インターネットへの常時接続の一般化、タブレット、PC、スマートフォンといったデバイスの多様化、そして大規模なクラウドサービスの普及。こうした状況のなかで、現在はファイアウォールやアンチウィルスソフトといった受動的なセキュリティソフトにとどまらない、リアルタイムでのネットワーク監視を行うソリューションへの需要が高まっている。

これまでのネットワーク監視システムは、ログファイルやイベントデータの分析に依存しているものが多い。ビッグデータ・テクノロジーの発展などの技術革新によって、データ分析の精度や情報処理の効率はますます上がっているが、監視システムの複雑化やコストの増大はやはり免れえない。

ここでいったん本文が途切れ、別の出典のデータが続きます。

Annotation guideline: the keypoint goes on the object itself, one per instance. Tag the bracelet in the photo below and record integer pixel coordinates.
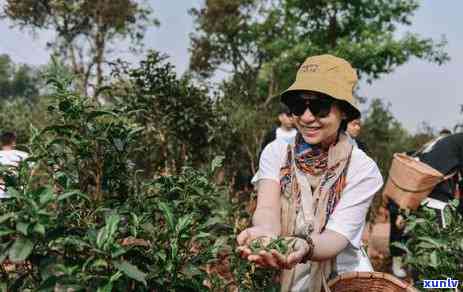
(309, 254)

米国ミズーリ州セントルイスに拠点を置くObservable Networks社は、Amazon Web ServicesGoogle Compute Cloudなどのクラウドサービス上で機能するネットワーク監視システムを開発している。これはネットワークに接続されている端末やサーバーなどのエンドポイントの分析を通じ、ネットワーク全体の状況をリアルタイムに把握し監視する、エンドポイント・モデリングと呼ばれる技術を用いたものだ。

エンドポイント・モデリングの5つのコア

エンドポイント・モデリングは、分析の対象をクラウドサービスと接続している各種のエンドポイントの挙動に絞り、それを基にネットワークシステムをモデル化するという発想で設計されたネットワーク監視の技術だ。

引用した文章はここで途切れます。